更新:2013年12月10日 15:55

羽生善治三冠の特別講演が、12月5日に東京大学駒場Iキャンパスで行われた。 対象は東京大学大学院総合文化研究科・教養学部の学生。会場の定員に近い約 170名が参加し熱心に聞き入った。90分超の特別講演の終了後、さらに約20分程 度の活発な質疑応答も行われた。 羽生三冠東京大学駒場校で特別講義01

講演は「格言から学ぶ将棋」と題され、「歩の無い将棋は負け将棋」「ヘボ将棋、王より飛を可愛がり」「玉の早逃げ八手の得」など将棋で古くから用いられる有名な格言を中心に羽生三冠が選んだ50(*1)の言葉が取り上げられた。一つ一つの格言について、羽生三冠自身の将棋の例や体験が大盤を用いて紹介さ れ、参加者は将棋の考え方を広く学んだ。この講演の動画は後日、東京大学によりtodai.tv(*2)にて広く無料で公開される予定である。

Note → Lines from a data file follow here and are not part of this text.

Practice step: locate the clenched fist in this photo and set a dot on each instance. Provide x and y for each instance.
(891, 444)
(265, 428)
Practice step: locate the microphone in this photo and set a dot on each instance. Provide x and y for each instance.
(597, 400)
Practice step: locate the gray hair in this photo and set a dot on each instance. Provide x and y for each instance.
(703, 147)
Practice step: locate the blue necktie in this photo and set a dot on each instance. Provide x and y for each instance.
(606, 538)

羽生三冠東京大学駒場校で特別講義02 また、講演終了後に設けられた質疑の時間では、参加した学生から多くの質問があった。質問内容は、対局や勝負に関することから普段の生活で心がけていることなど多岐にわたり、それぞれに対して羽生三冠の言葉で丁寧な回答が行われた。

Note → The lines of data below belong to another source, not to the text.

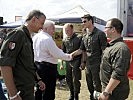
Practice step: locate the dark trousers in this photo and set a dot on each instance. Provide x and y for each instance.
(2, 96)
(73, 76)
(93, 78)
(119, 94)
(47, 72)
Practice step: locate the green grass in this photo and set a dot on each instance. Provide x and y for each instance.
(131, 91)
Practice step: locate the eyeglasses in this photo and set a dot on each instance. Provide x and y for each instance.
(84, 21)
(109, 27)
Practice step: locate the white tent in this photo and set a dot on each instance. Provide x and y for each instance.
(74, 16)
(76, 12)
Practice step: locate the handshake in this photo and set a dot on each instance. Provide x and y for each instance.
(75, 53)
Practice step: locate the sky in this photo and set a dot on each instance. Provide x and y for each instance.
(104, 9)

この講演は、2013年度冬学期に東京大学教養学部1、2年生を対象とする全学体験ゼミナール「将棋で磨く知性と感性」の開講を機に特別に企画されたものである。同ゼミナールは修了すれば単位が認められ、約40名の主に初心者を対象に開講されている。講義内容は対局をはじめ、将棋の歴史や文化・対局の礼儀作法・局面ごとの考え方など多岐にわたる。授業内の対局は、タブレット端末を用いて棋譜を記録し、学生同士の感想戦で局面を振り返るための補助や講師による指導に活用されている。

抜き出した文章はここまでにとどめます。